This can cause massive packet fragmentation. I'd be most interested in the performance degradation due to the L2 encapsulation. Are there any benchmarks available for this kind of project?
I've tunneled VXLAN over Wireguard on Linux. In my setup, my WAN's MTU was 1500 bytes, and my Wireguard tunnel's MTU was 1550, with the VXLAN's MTU being 1500. Surprisingly, traffic and iperf3 tests going over the VXLAN had much better throughput than traffic going directly over the Wireguard connection. IIRC, over the VXLAN, I was pulling ~800Mbps over the VXLAN/WG setup with iperf3.
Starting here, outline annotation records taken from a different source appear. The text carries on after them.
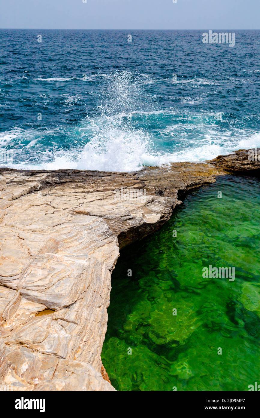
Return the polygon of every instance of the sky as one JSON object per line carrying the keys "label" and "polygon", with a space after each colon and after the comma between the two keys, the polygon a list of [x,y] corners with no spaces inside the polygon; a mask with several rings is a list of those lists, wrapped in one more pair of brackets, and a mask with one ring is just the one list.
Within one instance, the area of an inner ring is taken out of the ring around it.
{"label": "sky", "polygon": [[260,28],[260,0],[84,1],[0,0],[0,28]]}

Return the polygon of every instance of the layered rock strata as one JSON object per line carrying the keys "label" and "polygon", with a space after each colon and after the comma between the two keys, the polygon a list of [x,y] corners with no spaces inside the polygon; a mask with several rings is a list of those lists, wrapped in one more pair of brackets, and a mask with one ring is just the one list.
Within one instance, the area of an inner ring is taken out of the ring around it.
{"label": "layered rock strata", "polygon": [[160,228],[183,194],[215,181],[218,165],[0,169],[0,385],[115,390],[101,353],[119,249]]}

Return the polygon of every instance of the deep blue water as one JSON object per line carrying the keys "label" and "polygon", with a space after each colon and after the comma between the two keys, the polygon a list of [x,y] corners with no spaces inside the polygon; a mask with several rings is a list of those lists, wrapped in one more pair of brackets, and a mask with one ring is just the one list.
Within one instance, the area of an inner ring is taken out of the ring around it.
{"label": "deep blue water", "polygon": [[204,31],[0,30],[0,163],[128,171],[260,146],[260,31],[225,31],[233,48]]}

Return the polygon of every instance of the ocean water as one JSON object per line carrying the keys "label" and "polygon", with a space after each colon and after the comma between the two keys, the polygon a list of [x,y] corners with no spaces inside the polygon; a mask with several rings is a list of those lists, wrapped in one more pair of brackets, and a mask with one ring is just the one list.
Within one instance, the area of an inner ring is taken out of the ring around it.
{"label": "ocean water", "polygon": [[134,171],[260,146],[260,31],[233,48],[204,31],[0,30],[0,165]]}
{"label": "ocean water", "polygon": [[[116,389],[247,391],[259,382],[260,191],[258,178],[218,178],[121,252],[101,356]],[[235,280],[203,278],[210,265],[235,268]]]}

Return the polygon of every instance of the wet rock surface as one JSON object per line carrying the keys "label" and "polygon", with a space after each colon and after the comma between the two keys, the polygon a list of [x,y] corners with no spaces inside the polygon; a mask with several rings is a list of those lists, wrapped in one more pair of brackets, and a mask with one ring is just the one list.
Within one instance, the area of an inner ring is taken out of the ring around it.
{"label": "wet rock surface", "polygon": [[120,248],[236,171],[242,152],[131,173],[0,169],[0,385],[115,390],[101,353]]}

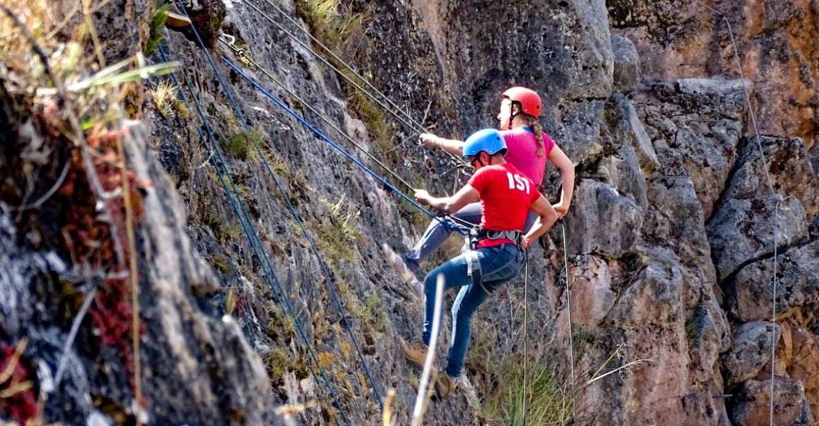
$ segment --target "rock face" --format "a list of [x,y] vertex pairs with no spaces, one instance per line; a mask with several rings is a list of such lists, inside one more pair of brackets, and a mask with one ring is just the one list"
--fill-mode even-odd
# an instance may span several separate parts
[[646,79],[739,78],[733,36],[753,83],[759,131],[815,143],[819,8],[813,0],[615,0],[606,6],[612,32],[634,42]]
[[[64,3],[57,16],[70,11]],[[112,16],[106,57],[138,50],[130,40],[147,34],[147,3],[112,1],[95,16],[125,11],[140,24],[125,31]],[[412,186],[451,193],[466,173],[416,143],[417,125],[379,113],[314,57],[301,32],[311,29],[337,33],[322,41],[441,136],[495,125],[499,94],[532,87],[545,102],[544,129],[576,165],[572,209],[530,250],[527,287],[516,278],[482,306],[464,392],[431,402],[428,424],[515,423],[521,413],[508,396],[523,392],[524,347],[528,373],[544,372],[543,386],[555,390],[538,397],[568,388],[570,359],[575,383],[587,384],[578,387],[577,419],[550,410],[532,424],[762,425],[771,398],[776,424],[819,423],[819,151],[808,96],[817,78],[817,7],[717,1],[713,12],[677,0],[355,0],[322,14],[309,2],[280,3],[282,11],[255,1],[186,3],[208,48],[192,33],[165,34],[167,59],[182,64],[176,80],[153,78],[133,97],[143,124],[127,138],[128,164],[135,179],[150,181],[138,185],[136,229],[143,413],[131,410],[131,364],[120,347],[100,348],[93,319],[80,324],[59,387],[48,390],[72,315],[96,284],[77,278],[59,226],[44,242],[30,227],[65,224],[54,218],[87,194],[66,190],[56,198],[66,204],[0,214],[0,361],[29,339],[22,366],[49,395],[46,421],[276,424],[274,407],[287,404],[283,411],[304,424],[373,424],[391,387],[392,411],[409,423],[418,374],[399,342],[419,338],[422,301],[382,247],[400,252],[428,218],[221,62],[224,55],[385,173],[216,43],[219,32]],[[161,82],[184,98],[163,108]],[[758,110],[758,140],[746,91]],[[8,97],[0,92],[3,105],[13,103]],[[20,126],[14,134],[36,134]],[[5,183],[26,179],[18,151],[0,150],[0,165],[11,165],[0,168],[6,204],[19,200]],[[44,182],[60,171],[43,170]],[[550,200],[559,183],[549,165]],[[445,321],[444,348],[450,327]],[[9,406],[0,398],[0,419],[14,417]]]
Where this would fall apart is if there are firewalls in between that silently drop UDP fragments. In a case like that, it may be necessary to do VXLAN/Wireguard/Wireguard to conceal the fragmented packets with MTUs of 1500/1550/1440 respectively, assuming IPv4 and WAN MTU of 1500. I bet this would come with a significant performance hit though.
That's what I was thinking, unless you have jumbo frames you're going to have a hard time stuffing ethernet frames into IP payloads. Does Vxlan mitigate this somehow?
Where this would fall apart is if there are firewalls in between that silently drop UDP fragments. In a case like that, it may be necessary to do VXLAN/Wireguard/Wireguard to conceal the fragmented packets with MTUs of 1500/1550/1440 respectively, assuming IPv4 and WAN MTU of 1500. I bet this would come with a significant performance hit though.